Desde que vieram à tona iniciativas como a do Observatório das Metrópoles – que reúne estudos de um pool de pesquisadores ligados, em sua maioria, às universidades – e da Rede Latino-Americana de Informação Tecnológica, a Ritla, entre outros, não faltam dados e sugestões aos gestores públicos. Poderiam se esbaldar e fazer bonito. E ainda que lhes faltasse elementos sobre como "governar junto" haveria sempre os exemplos vindos de fora. É o caso da Alemanha, modelo mundial de gestão de municípios.

Volta-se ao ponto: falta vontade e inteligência. Não dividir é empobrecer. A pujança de Curitiba corre o risco de virar poeira a cada vez que Piraquara tem seu patrimônio ambiental ameaçado, que Almirante Tamandaré se faveliza ou que Campo Largo ou a Colombo se descaracterizam, surpreendendo os distraídos com a mais doída das verdades: essas cidades não são extensões mimosas de Santa Felicidade ou do Umbará, às quais julgamos parecidas. Crescem em desmesura e se embrutecem. Em miúdos, estamos demasiado perto e ligados para aplicar a lógica dos quintais, com cada um segurando suas galinhas.

E o transporte – bem ele – é o pai de todos os males, como indica o Observatório. A disparidade municipal começa na roleta. Como se diz no senso comum, seria cômico, não fosse trágico. De todas as qualidades de Curitiba, a que mais é citada, longe de nossas divisas, é a do transporte público exemplar, o melhor dos mundos, encarnação das táticas madrilenhas e parisienses em terras de pinheirais. Em se tratando de gestão metropolitana, essa desconhecida, o transporte é sempre apontado como o tesouro que nos iguala.

A capital do estado e suas vizinhas próximas dividem o mesmo sistema de ônibus. Nada mais natural, já que, de acordo com estudo anterior do próprio Observatório das Metrópoles, cerca de 60% dos moradores do Primeiro Anel – as cidades que fazem divisa ou estão muito próximas de Curitiba – ganham seu pão e gastam seu dinheiro por aqui.

Pois é – mas o esgotamento do sistema, sentido de segunda a sábado na pele de quem mora na capital, afeta os que usam a rede integrada. Raro encontrar entre os usuários um que lance elogios rasgados às linhas que enfrentam todos os dias, como se fizessem um safári.

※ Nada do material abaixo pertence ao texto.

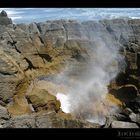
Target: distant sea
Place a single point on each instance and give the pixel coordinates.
(28, 15)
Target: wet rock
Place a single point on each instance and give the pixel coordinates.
(41, 99)
(135, 117)
(121, 124)
(24, 121)
(4, 113)
(19, 106)
(126, 92)
(134, 104)
(127, 111)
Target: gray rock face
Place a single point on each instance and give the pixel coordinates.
(121, 124)
(4, 113)
(24, 121)
(26, 49)
(44, 120)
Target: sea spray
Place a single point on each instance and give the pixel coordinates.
(86, 94)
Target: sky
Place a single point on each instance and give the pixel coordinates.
(28, 15)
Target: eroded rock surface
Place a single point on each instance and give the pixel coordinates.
(31, 51)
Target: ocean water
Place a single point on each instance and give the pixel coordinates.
(28, 15)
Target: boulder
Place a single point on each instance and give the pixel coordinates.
(19, 106)
(23, 121)
(135, 117)
(4, 113)
(121, 124)
(134, 104)
(127, 111)
(42, 100)
(126, 92)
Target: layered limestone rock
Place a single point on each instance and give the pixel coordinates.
(31, 51)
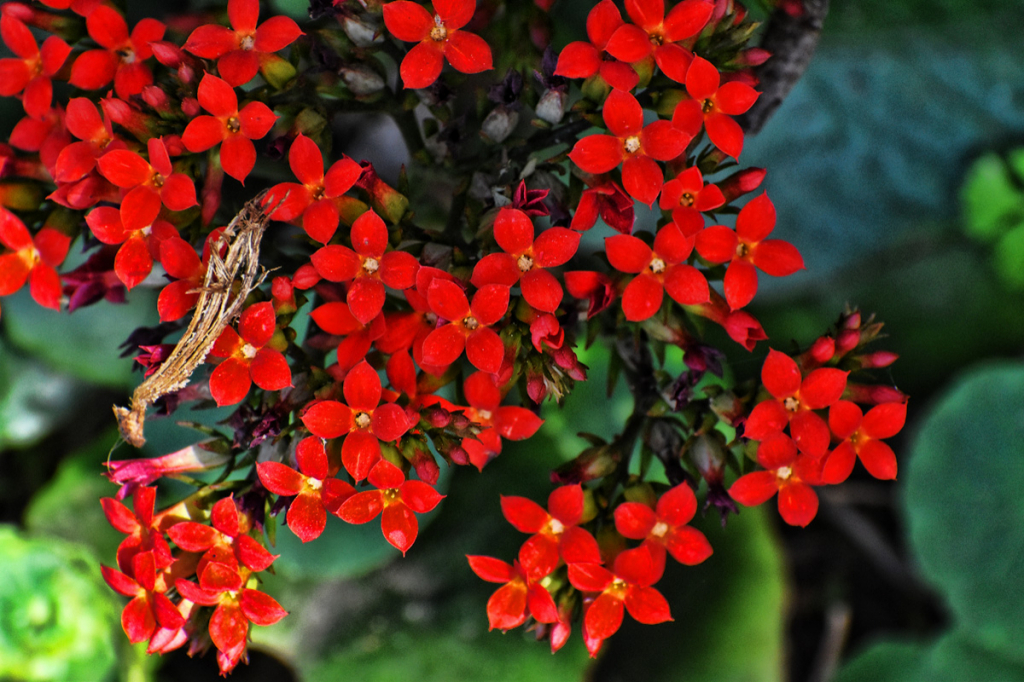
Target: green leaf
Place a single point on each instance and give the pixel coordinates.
(964, 502)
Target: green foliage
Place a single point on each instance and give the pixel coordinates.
(57, 620)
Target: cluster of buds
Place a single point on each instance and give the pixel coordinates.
(429, 340)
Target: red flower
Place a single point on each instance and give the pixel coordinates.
(628, 585)
(657, 270)
(499, 421)
(320, 199)
(747, 249)
(687, 196)
(241, 51)
(364, 421)
(656, 34)
(315, 489)
(556, 534)
(122, 56)
(861, 436)
(712, 105)
(666, 524)
(524, 259)
(583, 59)
(633, 145)
(249, 360)
(439, 38)
(232, 128)
(33, 260)
(468, 327)
(397, 498)
(508, 606)
(148, 183)
(33, 68)
(368, 267)
(795, 401)
(790, 473)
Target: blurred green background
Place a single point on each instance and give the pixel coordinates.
(897, 166)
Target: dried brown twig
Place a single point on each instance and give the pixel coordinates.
(219, 303)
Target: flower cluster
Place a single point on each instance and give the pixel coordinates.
(422, 321)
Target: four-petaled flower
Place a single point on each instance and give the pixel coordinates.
(636, 146)
(745, 249)
(525, 259)
(364, 421)
(233, 129)
(248, 357)
(241, 49)
(438, 37)
(397, 499)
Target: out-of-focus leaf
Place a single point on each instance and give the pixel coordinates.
(57, 620)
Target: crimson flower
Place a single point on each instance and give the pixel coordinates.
(629, 585)
(526, 258)
(439, 38)
(150, 183)
(585, 59)
(241, 49)
(499, 421)
(364, 421)
(232, 128)
(508, 606)
(317, 198)
(468, 327)
(249, 360)
(712, 104)
(368, 268)
(656, 34)
(122, 57)
(32, 69)
(315, 489)
(666, 524)
(745, 249)
(659, 269)
(34, 260)
(788, 472)
(794, 400)
(631, 143)
(397, 499)
(861, 436)
(556, 531)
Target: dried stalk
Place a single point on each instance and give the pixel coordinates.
(219, 303)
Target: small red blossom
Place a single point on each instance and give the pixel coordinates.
(231, 128)
(316, 491)
(468, 326)
(628, 585)
(659, 269)
(636, 146)
(712, 104)
(367, 268)
(439, 38)
(508, 606)
(32, 70)
(122, 57)
(241, 49)
(525, 259)
(666, 524)
(33, 260)
(794, 400)
(745, 249)
(248, 357)
(318, 199)
(364, 421)
(788, 472)
(399, 500)
(861, 437)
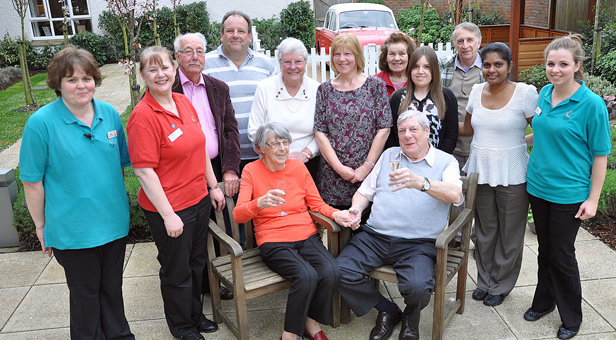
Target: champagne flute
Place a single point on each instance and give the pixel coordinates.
(394, 161)
(282, 185)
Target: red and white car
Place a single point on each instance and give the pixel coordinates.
(371, 23)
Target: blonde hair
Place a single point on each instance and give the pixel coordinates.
(348, 40)
(572, 43)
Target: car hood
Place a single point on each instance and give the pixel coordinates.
(371, 35)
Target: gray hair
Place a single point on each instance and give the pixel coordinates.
(238, 13)
(469, 26)
(292, 46)
(263, 131)
(178, 47)
(421, 117)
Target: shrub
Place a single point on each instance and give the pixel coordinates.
(93, 43)
(599, 85)
(297, 21)
(535, 76)
(8, 75)
(270, 32)
(606, 66)
(434, 30)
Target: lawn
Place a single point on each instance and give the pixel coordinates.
(12, 99)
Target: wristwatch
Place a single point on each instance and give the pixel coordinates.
(426, 185)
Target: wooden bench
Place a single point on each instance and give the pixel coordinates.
(244, 272)
(449, 261)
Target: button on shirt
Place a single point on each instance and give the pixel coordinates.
(197, 95)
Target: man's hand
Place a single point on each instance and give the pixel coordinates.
(232, 184)
(405, 178)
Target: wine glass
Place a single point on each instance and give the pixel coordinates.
(394, 161)
(282, 185)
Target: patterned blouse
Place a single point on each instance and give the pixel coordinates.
(350, 119)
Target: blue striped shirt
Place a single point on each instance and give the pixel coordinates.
(242, 84)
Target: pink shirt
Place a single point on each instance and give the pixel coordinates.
(198, 97)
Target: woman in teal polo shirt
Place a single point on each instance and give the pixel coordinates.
(565, 174)
(72, 154)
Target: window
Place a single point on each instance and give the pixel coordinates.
(47, 18)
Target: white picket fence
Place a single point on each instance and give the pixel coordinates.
(317, 61)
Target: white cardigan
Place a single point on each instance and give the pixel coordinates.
(272, 103)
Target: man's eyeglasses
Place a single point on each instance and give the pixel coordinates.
(190, 52)
(277, 145)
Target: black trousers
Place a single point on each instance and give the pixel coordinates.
(182, 262)
(558, 274)
(413, 261)
(94, 279)
(314, 276)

O problema não se resume ao tempo de espera, aqueles 60 minutos no ponto a cada viagem, roubando duas horas por dia só em deslocamento, montante que é no mínimo imoral e francamente desumano. Os estudos mostram que quem mora longe dos equipamentos – sejam eles industriais, sociais ou culturais – e não têm como chegar até esses destinos de forma eficiente, encontra-se numa zona de exclusão muito mais feroz do que se imagina.

Como diz o urbanista Mike Davis – autor de Cidades Mortas e de Planeta Favela – essas disparidades verificadas nos grandes centros nada mais são do que o urbano convivendo com o antiurbano. Ou "urbanização perversa". As cidades, espaços de troca e de uso por excelência, se desmentem em sua natureza, sonegando de seus moradores o acesso ao conhecimento, maior dos motivos para alguém deixar um distrito rural para viver numa metrópole.

O que espanta é a passividade com que esses dados são vistos, acentuando nossa crise de civismo e, tão ruim quanto, a falta de associação, já crônica, entre informação e desenvolvimento. Entre os dados que mais chamam atenção na pesquisa do Observatório está a nítida ligação entre ter um bom serviço de ônibus e acesso ao lazer, por exemplo. E o lazer – parte do entretenimento – é a terceira maior indústria do mundo. Gera riqueza. E saber.

A sociedade que não consegue equacionar esse direito outra coisa não faz senão reabilitar – debaixo da aparência de modernidade – o que há de pior da Era Medieval. Já são horas de mudar. Tem alguém no ponto esperando para ir à biblioteca ou ao cinema. Ele não pode esperar mais: o futuro se diverte e se instrui no presente.